I'm not sure how long Alec would have yelled if Izzy and Simon didn't seem to come out of nowhere and tackle him, one on either side of him. He didn't even look at them as they were yelling at him to stop shaking me, to let me go. He pushed me down hard on the ground and I landed rather painfully on my ass. Izzy was standing in front of Alec with her hands on his chest as though she felt she needed to hold him back with force. Simon stood for a moment slightly off to the side as though he were taking in the scene. Alec stopped yelling, but he just stood there with his fists tightly balled at his side and stared at me with all the weight of the world.

"Stay away from her Jace." Alec's voice was cold and his words cut. It couldn't bear the thought of how much I hurt Clary, how much I hurt Alec, but I wouldn't stay away from her, I couldn't.

"Alec…" I started hesitantly and he glared daggers.

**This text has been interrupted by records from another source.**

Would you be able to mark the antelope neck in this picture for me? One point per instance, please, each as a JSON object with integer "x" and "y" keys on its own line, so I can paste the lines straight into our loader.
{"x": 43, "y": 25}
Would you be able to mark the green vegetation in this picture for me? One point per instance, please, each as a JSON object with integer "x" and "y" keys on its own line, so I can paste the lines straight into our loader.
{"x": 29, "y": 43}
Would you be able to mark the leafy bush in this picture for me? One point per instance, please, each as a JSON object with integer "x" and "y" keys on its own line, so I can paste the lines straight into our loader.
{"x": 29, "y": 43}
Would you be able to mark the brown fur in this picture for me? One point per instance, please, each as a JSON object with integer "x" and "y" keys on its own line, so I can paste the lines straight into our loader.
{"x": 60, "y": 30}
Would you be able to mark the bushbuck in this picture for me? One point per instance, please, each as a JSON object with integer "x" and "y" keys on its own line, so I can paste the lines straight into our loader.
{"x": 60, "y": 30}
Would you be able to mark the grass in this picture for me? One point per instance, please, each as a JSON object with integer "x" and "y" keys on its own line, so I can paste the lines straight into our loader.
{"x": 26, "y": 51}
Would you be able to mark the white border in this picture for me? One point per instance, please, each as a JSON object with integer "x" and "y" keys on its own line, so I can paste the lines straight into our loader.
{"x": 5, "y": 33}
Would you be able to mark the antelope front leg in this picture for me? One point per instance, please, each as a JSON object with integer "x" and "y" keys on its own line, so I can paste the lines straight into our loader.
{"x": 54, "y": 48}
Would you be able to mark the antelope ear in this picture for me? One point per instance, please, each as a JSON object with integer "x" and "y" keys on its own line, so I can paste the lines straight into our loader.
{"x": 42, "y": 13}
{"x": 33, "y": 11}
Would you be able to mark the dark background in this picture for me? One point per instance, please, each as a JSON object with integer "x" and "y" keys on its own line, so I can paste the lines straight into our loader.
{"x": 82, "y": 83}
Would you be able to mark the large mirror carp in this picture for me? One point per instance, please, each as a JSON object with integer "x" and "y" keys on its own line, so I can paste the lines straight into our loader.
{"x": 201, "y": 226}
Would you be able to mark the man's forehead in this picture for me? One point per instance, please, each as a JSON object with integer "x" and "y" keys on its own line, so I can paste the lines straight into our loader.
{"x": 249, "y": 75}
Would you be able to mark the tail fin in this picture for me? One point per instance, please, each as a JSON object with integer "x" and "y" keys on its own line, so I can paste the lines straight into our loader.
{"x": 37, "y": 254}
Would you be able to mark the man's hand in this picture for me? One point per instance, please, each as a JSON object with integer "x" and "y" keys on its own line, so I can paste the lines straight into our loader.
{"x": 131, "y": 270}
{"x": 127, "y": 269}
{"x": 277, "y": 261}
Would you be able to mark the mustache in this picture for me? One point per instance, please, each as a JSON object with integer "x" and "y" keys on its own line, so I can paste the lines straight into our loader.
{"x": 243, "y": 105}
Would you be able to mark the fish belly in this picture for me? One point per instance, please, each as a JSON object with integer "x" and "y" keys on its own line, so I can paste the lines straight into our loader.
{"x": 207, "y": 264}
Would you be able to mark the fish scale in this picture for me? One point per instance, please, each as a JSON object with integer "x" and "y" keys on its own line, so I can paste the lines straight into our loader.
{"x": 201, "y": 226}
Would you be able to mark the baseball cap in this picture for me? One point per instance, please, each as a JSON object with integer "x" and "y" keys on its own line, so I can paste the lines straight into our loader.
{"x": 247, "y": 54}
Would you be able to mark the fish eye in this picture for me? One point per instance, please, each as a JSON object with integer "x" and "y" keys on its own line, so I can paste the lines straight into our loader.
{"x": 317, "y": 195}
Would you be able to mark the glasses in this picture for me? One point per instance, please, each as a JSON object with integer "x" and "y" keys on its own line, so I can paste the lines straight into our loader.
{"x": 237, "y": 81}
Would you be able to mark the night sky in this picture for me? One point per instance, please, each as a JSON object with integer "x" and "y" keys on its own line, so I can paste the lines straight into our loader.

"I'm so sorry for everything, but I can't. I can't stay away from her." I said softly as I shook my head. He seemed to almost lean forward based on the way Izzy was leaning back. Simon surprising stooped down next to me and put a reassuring hand on my shoulder and gave it a squeeze. Alec took a deep breath. He looked at me for a long moment. When he spoke his voice sounded dark and threatening.

"You're my brother, and I love you, but I can't stand the sight of you right now…If she comes to you, fine, otherwise, stay away from her. You go near her, I'll bring her home Jace. You'll never see her again." Alec just stared me down. My breath caught. I hadn't really thought of the fact that I had never been to Clary's new apartment and I didn't actually know where she lived. If Alec didn't want me to see Clary again, I quite possibly never would. Alec seemed to be giving Izzy and Simon a warning look. I had a bad feeling he was making a point that they shouldn't tell me where she lives either. Of course Clary could tell me where she lives if she wanted to, but right now she wasn't saying two words to me. I really doubted she'd tell me where she lived. Alec tried to sidestep Izzy, but she looped her arm with his and held him tightly to her side. They started to walk back to the cottage. I stared out at the water in shock. Simon still had his hand on my shoulder and seemed to be looking at me.

"Jace?" Simon said very quietly as he jerked my shoulder slightly to try to get my body to face him. I looked over in his direction. I felt so alone right now, it was kind of comforting to have Simon with me.

"I need to talk to Alec and Izzy right now. I'm going to talk to them in mine and Izzy's bedroom. I have a pretty good idea what's going on, and if I'm correct, Clary's going to want to go home.-" I could hear Izzy calling.

"Simon!" Simon looked up towards the cottage and back towards me.

"Forget about what Alec said. You should talk to Clary before she's gone, apologize, tell her you love her, I don't know, just speak from the heart. I know she loves you Jace. Don't give up hope." Simon squeezed my shoulder one more time before he stood up and jogged up the hill to the cottage. I use to always think Simon hated me, but after this past week, I wasn't as sure. Though, I really had no idea how much he thought he knew about what happened here this morning. Maybe he'd hate me after he talked to Alec and Izzy. I put my head in my hands, my elbows on my knees. I took a couple deep breaths. I sat there for a few minutes. I couldn't lose Clary. She was my world. If I lost her, nothing else mattered. Is this what karma is? Was I being punished for being a player for all these years?